Selection criteria included scholastic achievement, leadership potential, maturity and seriousness of purpose, and special talents.
Haslam Scholars are part of an intimate academic and leadership group mentored by top UT faculty. Haslam Scholars Program benefits include a $1,500 laptop computer and a study-abroad experience valued at $4,000, as well as up to $5,500 to support the student’s honors thesis research and travel to present his or her work. In addition, each Haslam Scholar will receive a scholarship package that totals $16,200.
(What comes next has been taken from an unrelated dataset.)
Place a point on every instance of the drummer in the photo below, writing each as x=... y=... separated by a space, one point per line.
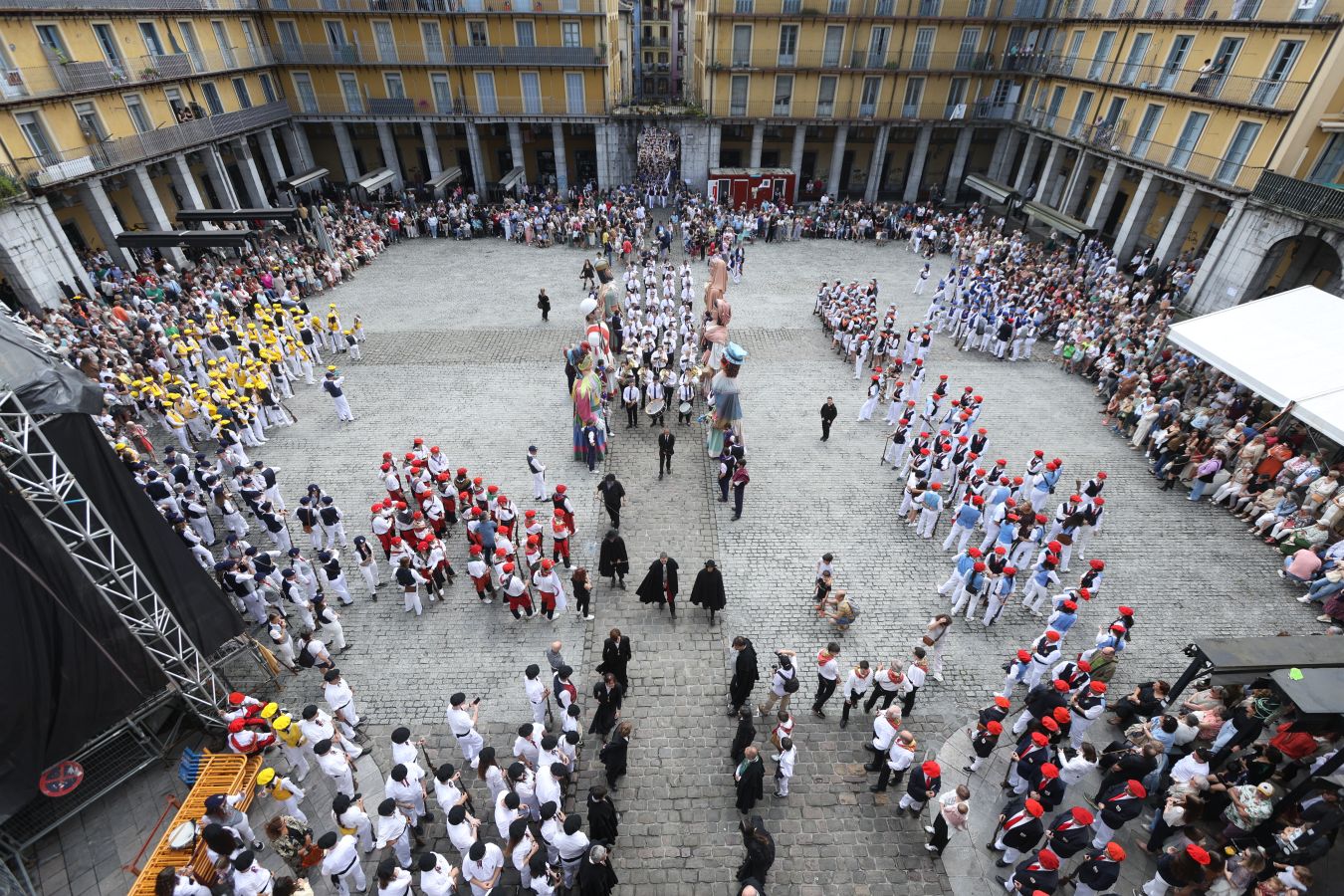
x=655 y=402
The UT program was created with a $2.5 million gift from Jimmy and Dee Haslam. Jimmy Haslam is president and CEO of Pilot Travel Centers. Dee Haslam is CEO of RIVR Media and also chairs the UT Development Council. The Haslams chair the Campaign for Tennessee for the Knoxville campus.
Jim and Natalie Haslam contributed an additional $2.5 million to support the program. Jim Haslam is chairman of the board of Pilot Travel Centers LLC and chairman of the board and president of Pilot Corp.
“As you can see from their accomplishments and interests, this is an extremely talented group of students,” said Steven Dandaneau, associate provost and director of the Chancellor’s Honors and Haslam Scholars Programs. “We look forward to having them on campus and seeing how the Haslam Scholars Program helps them achieve their dreams.”